I decided one summer I would make posters to announce an Animal Fair to take place right after the kiddie parade which was held downtown by the Post Office. Every kid in town was in our side yard that Saturday afternoon. A prize would be given for the Best Animal. In that movie, there was a pair of young goats, playfully teasing with their horns and pushing back Sally, a neighbor girl, as she skillfully played matador; there were tamed rabbits; dogs of all sizes; there was a wonderful, large white horse who made a very impressive appearance; there were Mum’s two pet geese which she raised from tiny yellow goslings, squawking and demonstrating their broadest wingspan. And there were at least a million kids, everyone in town, I think. I remember Ron showing up on his unicycle and being filmed, too. We all played “pin the tail on the donkey,” which was my stand, and I can’t recall a more amazing day in my childhood. Mum served beverages to the entire, thirsty crowd. Dad filmed it all, and I think he also enjoyed every moment of our mirth and childish joy.
Now, every one of those home movies is lost, gone without a trace. Only a shadow.
First Holy Communions were filmed, Chuck and Betty’s new 1964 Impala was filmed; Grandma Reinhart came out on her back porch and shyly opened the screen door, held a pose, waved and smiled, and was also filmed. Then there was my little cousin Jimmy, playing in a cute white baseball hat and running around at age 2 in the grass one day; Aunt Carrie, back from Berlin, was filmed in her back yard, too, telling stories about escaping the War.
I recall so well the flickering images and the clatter of the turning reels, the noisy buzz of the rickety movie projector, especially at the end of a spool, the suspense of waiting silently in the darkness, and Dad with his pipe in his mouth, fussing to change the projector light bulb. The waves and ripples of the large size screen were part of the images, set up so many times for yet another projection of the latest episode of our gradually unravelling lives, then put away again in the attic.
Sometimes Dad would splice together films so that we could enjoy them for a few moments longer than those little reels of barely three minutes’ length: a feature film which didn’t usually seem to have much continuity at the time, but as we know, context is everything. Now, my longing for a certain past makes each little frame a treasure.
Every reel of those home movies is lost, gone without a trace. Only a shadow.
After Dad died in ‘77, we gave up for several years the trouble of pulling out all that material from storage. Then when Mum’s macular degeneration got worse, it seemed better to avoid the frustration she seemed to experience from not seeing the faded images very well. I guess I last saw any of these films, with my own eyes, over 40 years ago… Mum moved out and sold the house in Pavilion 25 years ago, after 50 years of living there, and the movies were then stored in a closet in her new apartment in Batavia. Or left with my brother. Or with a friend in Pavilion. Or misplaced in a move. No one can remember the same version of the story now, and frankly, the hatchet has been buried. It’s all fine.

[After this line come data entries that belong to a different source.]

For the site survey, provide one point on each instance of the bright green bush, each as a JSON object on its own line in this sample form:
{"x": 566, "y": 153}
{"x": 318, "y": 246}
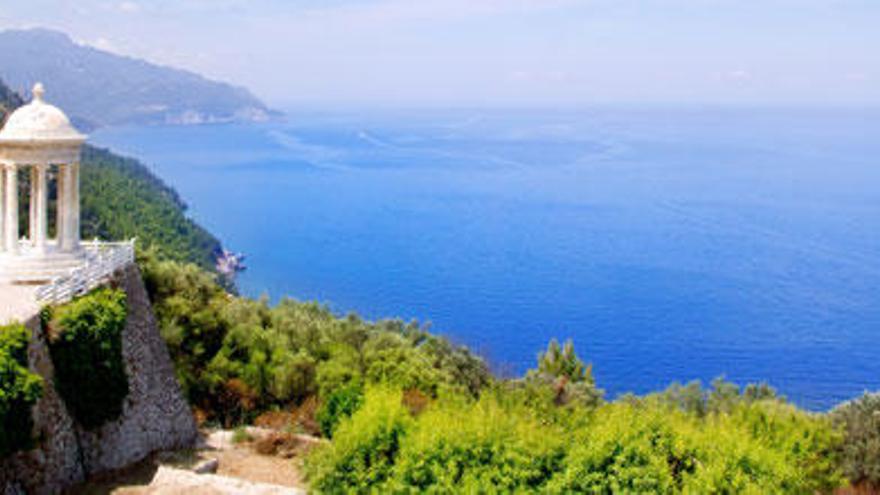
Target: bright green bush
{"x": 338, "y": 405}
{"x": 85, "y": 342}
{"x": 364, "y": 449}
{"x": 860, "y": 450}
{"x": 461, "y": 447}
{"x": 19, "y": 390}
{"x": 646, "y": 446}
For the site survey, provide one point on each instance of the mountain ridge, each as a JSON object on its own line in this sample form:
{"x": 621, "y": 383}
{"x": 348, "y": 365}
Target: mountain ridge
{"x": 98, "y": 88}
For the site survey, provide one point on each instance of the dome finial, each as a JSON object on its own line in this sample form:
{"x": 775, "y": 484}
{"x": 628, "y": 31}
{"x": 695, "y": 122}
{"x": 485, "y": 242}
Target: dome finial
{"x": 38, "y": 92}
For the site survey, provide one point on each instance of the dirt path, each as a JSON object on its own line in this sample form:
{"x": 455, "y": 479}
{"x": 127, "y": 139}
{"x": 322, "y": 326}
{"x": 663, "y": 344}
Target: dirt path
{"x": 240, "y": 469}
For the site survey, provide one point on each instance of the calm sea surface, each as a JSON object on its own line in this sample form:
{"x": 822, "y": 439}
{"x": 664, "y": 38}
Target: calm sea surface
{"x": 669, "y": 244}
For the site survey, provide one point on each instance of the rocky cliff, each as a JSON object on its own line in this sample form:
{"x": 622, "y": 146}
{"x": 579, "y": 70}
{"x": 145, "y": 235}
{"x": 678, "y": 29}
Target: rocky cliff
{"x": 155, "y": 415}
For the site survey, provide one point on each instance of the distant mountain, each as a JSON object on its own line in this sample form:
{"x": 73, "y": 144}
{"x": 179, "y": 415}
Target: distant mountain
{"x": 99, "y": 88}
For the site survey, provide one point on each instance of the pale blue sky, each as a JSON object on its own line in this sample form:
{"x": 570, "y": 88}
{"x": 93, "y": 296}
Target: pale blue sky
{"x": 495, "y": 52}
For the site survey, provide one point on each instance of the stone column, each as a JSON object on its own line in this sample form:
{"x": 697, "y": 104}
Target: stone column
{"x": 41, "y": 200}
{"x": 69, "y": 236}
{"x": 60, "y": 207}
{"x": 12, "y": 209}
{"x": 32, "y": 206}
{"x": 75, "y": 219}
{"x": 2, "y": 209}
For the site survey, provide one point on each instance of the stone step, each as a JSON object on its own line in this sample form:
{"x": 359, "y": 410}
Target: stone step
{"x": 175, "y": 481}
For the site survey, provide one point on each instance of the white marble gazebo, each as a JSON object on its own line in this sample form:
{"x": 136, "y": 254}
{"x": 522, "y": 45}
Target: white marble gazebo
{"x": 39, "y": 139}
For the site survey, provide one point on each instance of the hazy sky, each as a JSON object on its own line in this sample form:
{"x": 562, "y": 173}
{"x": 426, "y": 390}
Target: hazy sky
{"x": 495, "y": 51}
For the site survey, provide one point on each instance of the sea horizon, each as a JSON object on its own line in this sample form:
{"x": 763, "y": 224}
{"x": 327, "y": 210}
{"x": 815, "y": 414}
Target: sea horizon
{"x": 652, "y": 237}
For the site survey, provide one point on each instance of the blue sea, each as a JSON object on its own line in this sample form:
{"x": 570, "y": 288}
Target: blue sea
{"x": 668, "y": 243}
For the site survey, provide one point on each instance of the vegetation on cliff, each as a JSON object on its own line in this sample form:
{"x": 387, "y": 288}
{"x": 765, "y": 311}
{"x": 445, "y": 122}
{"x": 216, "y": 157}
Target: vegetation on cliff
{"x": 85, "y": 343}
{"x": 238, "y": 357}
{"x": 860, "y": 452}
{"x": 19, "y": 390}
{"x": 408, "y": 411}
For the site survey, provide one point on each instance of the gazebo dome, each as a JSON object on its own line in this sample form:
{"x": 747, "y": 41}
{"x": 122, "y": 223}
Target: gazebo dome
{"x": 38, "y": 122}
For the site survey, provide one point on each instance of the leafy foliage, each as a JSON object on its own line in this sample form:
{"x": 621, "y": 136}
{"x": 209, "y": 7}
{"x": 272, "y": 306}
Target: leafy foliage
{"x": 339, "y": 404}
{"x": 122, "y": 199}
{"x": 85, "y": 342}
{"x": 19, "y": 390}
{"x": 238, "y": 357}
{"x": 492, "y": 445}
{"x": 860, "y": 452}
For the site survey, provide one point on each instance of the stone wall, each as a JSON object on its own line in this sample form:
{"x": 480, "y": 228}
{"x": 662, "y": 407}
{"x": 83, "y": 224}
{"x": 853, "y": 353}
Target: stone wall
{"x": 155, "y": 414}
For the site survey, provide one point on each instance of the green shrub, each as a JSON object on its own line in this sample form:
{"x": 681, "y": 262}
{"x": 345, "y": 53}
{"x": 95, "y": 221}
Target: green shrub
{"x": 365, "y": 447}
{"x": 477, "y": 448}
{"x": 19, "y": 390}
{"x": 237, "y": 358}
{"x": 499, "y": 444}
{"x": 340, "y": 404}
{"x": 860, "y": 450}
{"x": 85, "y": 342}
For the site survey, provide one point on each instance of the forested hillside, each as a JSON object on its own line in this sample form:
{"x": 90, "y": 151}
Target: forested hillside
{"x": 122, "y": 199}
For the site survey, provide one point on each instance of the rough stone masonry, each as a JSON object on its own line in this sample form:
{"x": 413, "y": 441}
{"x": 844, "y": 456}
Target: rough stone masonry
{"x": 155, "y": 414}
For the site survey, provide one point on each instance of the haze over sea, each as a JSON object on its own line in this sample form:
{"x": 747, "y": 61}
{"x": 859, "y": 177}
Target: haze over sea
{"x": 670, "y": 244}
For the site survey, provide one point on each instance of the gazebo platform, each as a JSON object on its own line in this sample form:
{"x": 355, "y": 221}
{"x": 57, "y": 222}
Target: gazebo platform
{"x": 18, "y": 303}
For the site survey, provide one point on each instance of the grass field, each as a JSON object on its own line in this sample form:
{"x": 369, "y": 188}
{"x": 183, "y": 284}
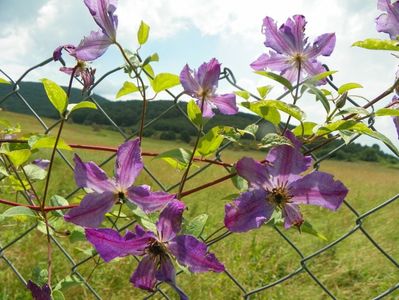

I’ve always said that when I get rich, I’ll someday hire Steven Spielberg to do the casting and film a remake of my favorite scenes, in 8mm of course. It’s an enormous task, but he has the production company ready to go. I’ve heard Steve is a bit busy now, doing final cuts on some “musical comedy” about New York, but I’m still hopeful that someday he’ll answer my calls.
I think it would take at least his talent for atmospheric lighting and tug-at-your-heart sentiment to anywhere nearly approach the charm of Dad’s greatest gift to us, our lost home movies.
For now, there remains only a shadow.
Greg: You write so well! And as a reader, you jog visual memories of my childhood. It all recalls the line from a Charles Ives song, TOM SAILS AWAY: “Scenes from my childhood are floating before my eyes.”
I seem to have become the Harcovitz family historian. Your writing inspires me to bring my own up to a higher level. Thankfully your visual sense has recorded all these childhood episodes in your mind’s eye.